DEVLETİNE BAĞLI OLMAYAN BİRİSİ BUNU YAPAR MI?
Türkiye Cumhuriyeti’nin vicdanlı ve ahlaklı yargı mensuplarına seslendiğini belirten Koza İpek Holding Yönetim Kurulu Başkanı Akın İpek, şunları söyledi:
AÇGÖZLÜLERE TESLİM ETTİLER
“Biz grup olarak milyonlarca liralık okullar yapıp devlete bağışladık. Devletine bağlı olmayan birisi bunu yapar mı? Yaptığım işleri de sadece Allah (c.c) rızası için yaptım, kimseden bir beklentim de olmadı. Tek arzum hayırla yad edilmektir. Buna rağmen, sanki bir şaki gibi evimi, iş yerlerimi bastılar, tüm varlığımı ve ailemin varlıklarını da, tanımadığım açgözlü yabancılara teslim ettiler.

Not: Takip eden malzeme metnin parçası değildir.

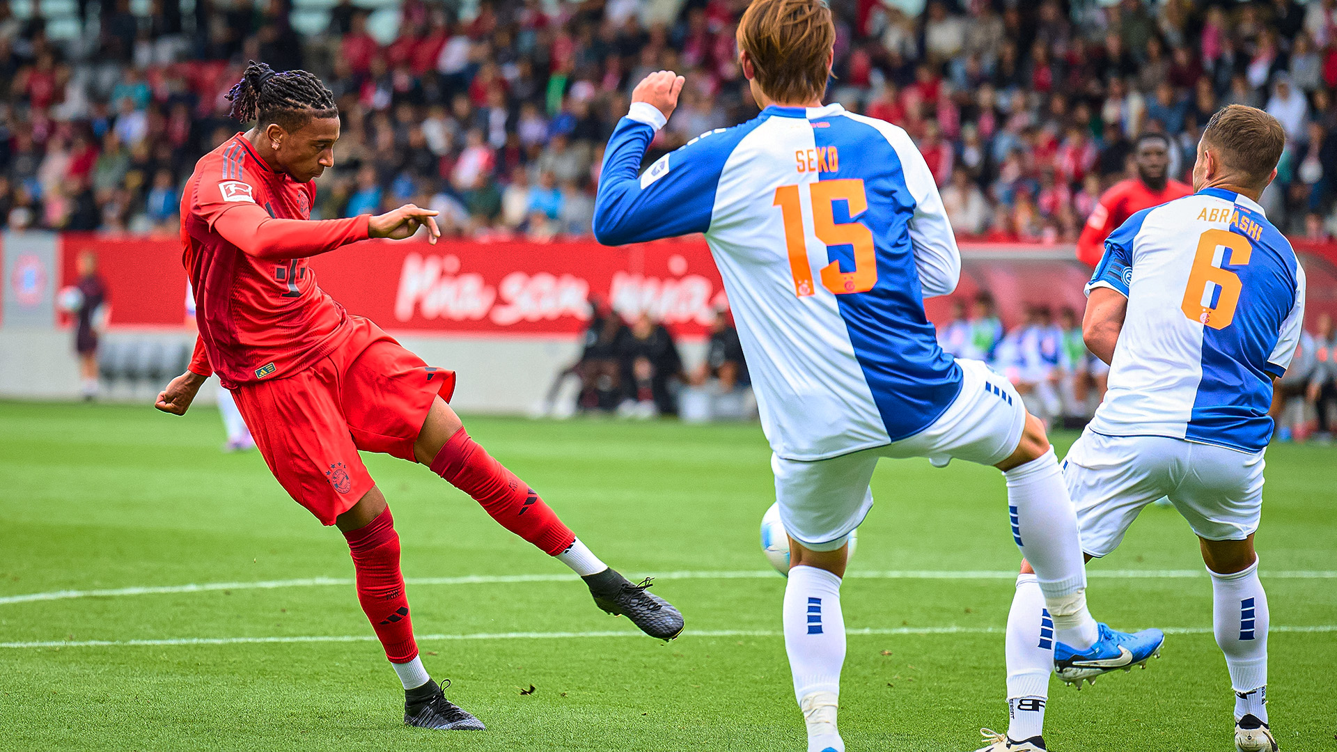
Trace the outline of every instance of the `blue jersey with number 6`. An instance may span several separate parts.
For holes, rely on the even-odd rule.
[[[638,175],[663,115],[632,104],[604,154],[594,231],[622,245],[705,233],[777,455],[813,460],[929,427],[961,371],[924,298],[960,254],[901,128],[826,107],[766,107]]]
[[[1128,308],[1092,431],[1267,446],[1271,379],[1304,325],[1305,270],[1262,206],[1203,189],[1138,211],[1104,242],[1095,288]]]

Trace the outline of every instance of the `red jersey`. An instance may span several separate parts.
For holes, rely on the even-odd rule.
[[[1119,181],[1110,186],[1095,205],[1095,211],[1082,227],[1082,237],[1078,238],[1078,261],[1095,266],[1104,257],[1104,238],[1119,229],[1128,217],[1143,209],[1161,206],[1167,201],[1193,195],[1193,186],[1179,181],[1166,181],[1165,190],[1154,191],[1136,178]]]
[[[316,183],[273,171],[237,134],[195,163],[180,198],[182,262],[199,340],[190,369],[225,387],[279,379],[348,339],[308,258],[366,240],[368,217],[310,221]]]

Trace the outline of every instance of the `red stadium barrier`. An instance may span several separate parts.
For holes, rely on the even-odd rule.
[[[1296,241],[1309,277],[1309,312],[1337,313],[1337,244]],[[83,250],[99,257],[111,290],[114,328],[182,328],[186,277],[172,237],[118,238],[67,233],[60,238],[62,285]],[[1090,270],[1072,248],[963,241],[957,292],[928,301],[943,321],[952,298],[987,289],[1005,322],[1025,305],[1056,312],[1084,305]],[[558,336],[584,328],[584,300],[595,293],[631,316],[642,310],[678,336],[706,332],[725,302],[719,272],[699,237],[624,248],[594,241],[427,242],[368,241],[312,261],[320,285],[350,312],[389,331],[451,336]]]

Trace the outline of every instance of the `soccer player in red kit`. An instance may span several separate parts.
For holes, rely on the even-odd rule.
[[[1138,169],[1138,177],[1110,186],[1082,227],[1082,236],[1078,238],[1078,261],[1087,266],[1094,268],[1100,264],[1100,258],[1104,257],[1104,238],[1119,229],[1128,217],[1143,209],[1193,194],[1193,186],[1169,177],[1170,139],[1165,134],[1139,135],[1132,162]]]
[[[195,290],[199,340],[190,368],[158,395],[182,415],[218,373],[270,471],[324,525],[348,538],[357,597],[404,684],[404,723],[483,729],[445,698],[418,658],[400,573],[400,538],[358,450],[432,468],[499,523],[556,557],[595,603],[673,640],[673,605],[610,569],[539,495],[469,438],[447,405],[455,375],[431,368],[372,321],[316,285],[312,256],[366,240],[402,240],[436,211],[406,205],[378,217],[312,221],[316,183],[334,165],[334,96],[312,74],[251,63],[229,94],[233,116],[255,122],[206,154],[182,193],[182,256]]]

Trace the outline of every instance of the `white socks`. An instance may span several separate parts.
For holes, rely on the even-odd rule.
[[[1012,610],[1007,614],[1007,735],[1012,741],[1044,733],[1054,640],[1054,620],[1035,575],[1017,575]]]
[[[599,557],[594,555],[594,551],[582,543],[579,538],[576,538],[575,543],[567,546],[566,551],[562,551],[554,558],[570,566],[571,571],[579,574],[580,577],[599,574],[600,571],[608,569],[608,565],[599,561]]]
[[[1211,574],[1213,625],[1235,690],[1235,720],[1253,713],[1267,723],[1267,594],[1258,561],[1234,574]]]
[[[808,752],[845,752],[836,731],[840,669],[845,664],[840,578],[825,569],[792,567],[783,614],[785,652],[794,676],[794,697],[808,723]]]
[[[1054,447],[1003,476],[1012,539],[1035,570],[1056,637],[1084,650],[1096,641],[1098,632],[1086,607],[1086,565],[1078,539],[1078,516]]]
[[[808,725],[808,752],[845,752],[845,740],[836,731],[836,709],[840,694],[836,692],[813,692],[798,701]]]
[[[424,684],[432,681],[432,677],[427,674],[427,669],[422,668],[422,658],[420,656],[413,656],[413,660],[406,664],[390,664],[394,668],[394,673],[400,674],[400,684],[404,689],[417,689]]]

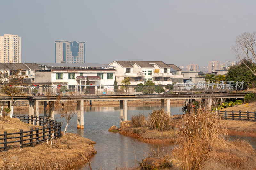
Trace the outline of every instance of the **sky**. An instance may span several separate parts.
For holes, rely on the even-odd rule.
[[[85,62],[237,61],[236,37],[256,31],[256,1],[8,0],[0,35],[21,37],[23,63],[55,61],[55,40],[86,41]]]

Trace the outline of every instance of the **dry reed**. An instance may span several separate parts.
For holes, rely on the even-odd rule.
[[[164,109],[153,110],[149,114],[148,126],[150,129],[168,130],[172,129],[171,117]]]
[[[147,118],[144,114],[139,114],[137,115],[132,115],[131,118],[131,122],[135,127],[144,128],[147,125]]]
[[[214,146],[226,142],[227,131],[220,120],[207,112],[187,114],[180,126],[180,147],[173,154],[180,161],[182,169],[201,169],[209,159]]]

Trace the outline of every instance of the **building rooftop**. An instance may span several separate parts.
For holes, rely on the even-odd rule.
[[[113,68],[110,66],[98,63],[39,63],[36,64],[52,67],[79,67],[84,68]]]
[[[181,71],[182,70],[182,69],[174,64],[168,64],[168,65],[170,66],[171,68],[174,69],[176,71]]]
[[[156,64],[161,68],[170,68],[170,67],[162,61],[116,61],[123,67],[132,68],[133,65],[136,64],[141,68],[153,68],[153,65]],[[112,62],[113,63],[113,62]]]

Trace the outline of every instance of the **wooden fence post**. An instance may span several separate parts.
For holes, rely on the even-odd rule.
[[[247,111],[247,120],[249,120],[249,111]]]
[[[4,151],[6,151],[7,150],[7,132],[4,132]]]
[[[256,121],[256,112],[254,112],[254,121]]]
[[[234,111],[232,111],[232,120],[234,120]]]
[[[39,128],[36,128],[36,142],[39,143]]]
[[[44,141],[45,139],[45,127],[43,127],[43,139]]]
[[[23,148],[23,130],[20,130],[20,147],[21,148]]]
[[[30,146],[33,146],[33,128],[30,129]]]

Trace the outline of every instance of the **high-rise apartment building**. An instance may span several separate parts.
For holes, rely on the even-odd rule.
[[[180,66],[180,68],[181,69],[181,71],[188,71],[188,66]]]
[[[0,36],[0,63],[21,63],[20,37],[11,34]]]
[[[198,67],[198,70],[199,71],[202,71],[205,74],[207,73],[208,72],[208,67],[199,66]]]
[[[208,63],[208,72],[212,73],[215,72],[215,70],[221,70],[221,62],[219,61],[215,61],[209,62]]]
[[[85,42],[65,41],[55,42],[55,62],[85,63]]]
[[[198,70],[198,66],[197,64],[191,63],[188,65],[188,71],[189,71],[191,69],[193,69],[194,71],[197,71]]]

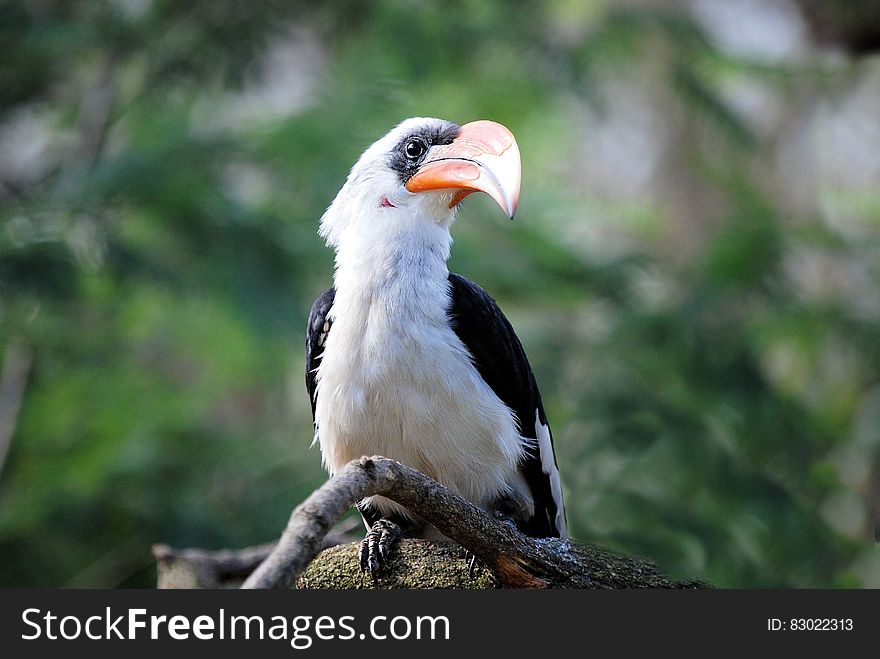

Bize yapılan zulümleri, haklı göstermek için de hakkımda inanılmaz iftiralar uydurdular.
HAK TECELLİ EDECEK
Yok terörmüş, yok kara paraymış, yok himmet parasıymış... Bunların hepsi koskoca birer yalan. Bugüne kadar grup olarak devletten hiçbir imtiyaz kullanmadık. Ayırım yapmadan herkesin hizmetine sunduk. Elimizde sadece hukuk var. Hukukun öldüğüne inananlar olabilir. Ben ise, eninde sonunda hakkın tecelli edeceğine inanıyorum.”